Salt Lake City, November 1, 2024
In 2021, Frances Haugen hit a breaking point in her job as a lead product manager on Facebook’s Civic Misinformation team. An engineer and a data scientist, Haugen went public with what she had learned while working at Facebook (now known as Meta, Inc.
She blew the whistle loud, telling her story in the Wall Street Journal, the New York Times Daily Podcast, on 60 minutes, and before Congress. She provided testimony and proof—with tens of thousands of internal documents—that showed Facebook knew its algorithms were contributing to the spread of ethnic violence and hatred as well as deepening harm to the self-esteem of its youngest users, especially girls.
On Thursday, November 7, Haugen will be in Salt Lake City to speak about what she knew then and what parents and users of social media should know now.
She is the keynote speaker at Salt Lake Community College’s Community Conversation event, which is part of the College’s Speaker Series. This event is free and open to the public with reservations,
She, along with a panel of local experts, will discuss social media’s impact on teen mental health. A relevant topic in Utah, which is one of the first states to pass legislation limiting social media access for children and where the Jordan School District is involved in a lawsuit against social media companies to recoup costs for mental health intervention. Increasingly, cell phones are being banned in Utah schools.
Panel of local experts:
- Dr. Diane Liu, Pediatrician and Associate Professor of Pediatrics at the Spencer Fox Eccles School of Medicine.

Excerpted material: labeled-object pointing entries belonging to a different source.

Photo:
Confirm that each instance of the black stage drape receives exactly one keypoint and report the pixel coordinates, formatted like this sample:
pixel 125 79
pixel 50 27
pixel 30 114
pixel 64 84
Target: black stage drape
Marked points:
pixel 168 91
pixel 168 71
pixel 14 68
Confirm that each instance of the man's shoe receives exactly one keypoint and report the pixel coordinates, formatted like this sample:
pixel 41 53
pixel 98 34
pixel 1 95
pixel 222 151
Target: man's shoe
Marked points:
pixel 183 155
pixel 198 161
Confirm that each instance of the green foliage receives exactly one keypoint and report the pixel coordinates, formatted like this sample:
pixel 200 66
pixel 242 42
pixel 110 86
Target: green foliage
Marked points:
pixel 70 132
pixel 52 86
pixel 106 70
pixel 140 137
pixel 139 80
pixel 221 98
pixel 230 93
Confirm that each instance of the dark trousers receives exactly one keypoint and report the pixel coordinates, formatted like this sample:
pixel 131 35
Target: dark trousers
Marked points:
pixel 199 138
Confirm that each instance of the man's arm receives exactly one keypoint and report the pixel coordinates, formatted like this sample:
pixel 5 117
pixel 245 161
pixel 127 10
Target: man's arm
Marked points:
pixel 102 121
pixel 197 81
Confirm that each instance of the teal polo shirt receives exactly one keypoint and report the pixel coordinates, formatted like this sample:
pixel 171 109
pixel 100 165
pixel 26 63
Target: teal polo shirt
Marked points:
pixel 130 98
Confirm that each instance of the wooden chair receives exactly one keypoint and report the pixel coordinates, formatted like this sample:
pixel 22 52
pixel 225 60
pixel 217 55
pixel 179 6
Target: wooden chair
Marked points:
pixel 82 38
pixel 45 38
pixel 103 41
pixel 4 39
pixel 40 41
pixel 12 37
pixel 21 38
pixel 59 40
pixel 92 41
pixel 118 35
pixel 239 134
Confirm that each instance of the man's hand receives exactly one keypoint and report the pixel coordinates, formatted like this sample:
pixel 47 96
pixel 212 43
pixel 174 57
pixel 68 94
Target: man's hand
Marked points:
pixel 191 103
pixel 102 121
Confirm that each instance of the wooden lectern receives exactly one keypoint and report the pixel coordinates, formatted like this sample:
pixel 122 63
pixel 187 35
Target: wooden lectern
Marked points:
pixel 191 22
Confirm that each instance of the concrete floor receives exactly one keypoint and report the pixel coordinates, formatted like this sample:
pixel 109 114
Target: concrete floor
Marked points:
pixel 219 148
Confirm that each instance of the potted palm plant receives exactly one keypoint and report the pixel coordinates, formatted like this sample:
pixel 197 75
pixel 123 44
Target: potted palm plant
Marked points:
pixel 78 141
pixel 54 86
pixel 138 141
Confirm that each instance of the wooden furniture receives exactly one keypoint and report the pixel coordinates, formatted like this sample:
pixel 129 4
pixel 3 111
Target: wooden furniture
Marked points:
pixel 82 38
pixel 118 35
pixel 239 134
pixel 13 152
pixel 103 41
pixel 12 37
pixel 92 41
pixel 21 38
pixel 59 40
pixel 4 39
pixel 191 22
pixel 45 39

- Amiee Winder Newton, Senior Advisor to Gov. Cox and Director of the Utah Office of Families.
- DaSheek Akwenye, Director, SLCC Center for Counseling and Health
The event will take place on November 7, 2024 at 7:00pm at The Grand Theatre, Salt Lake Community College’s South City Campus (1575 South State Street).
Tickets are free, but SLCC is asking those interested in attending to reserve seats at the Grand Theatre’s website.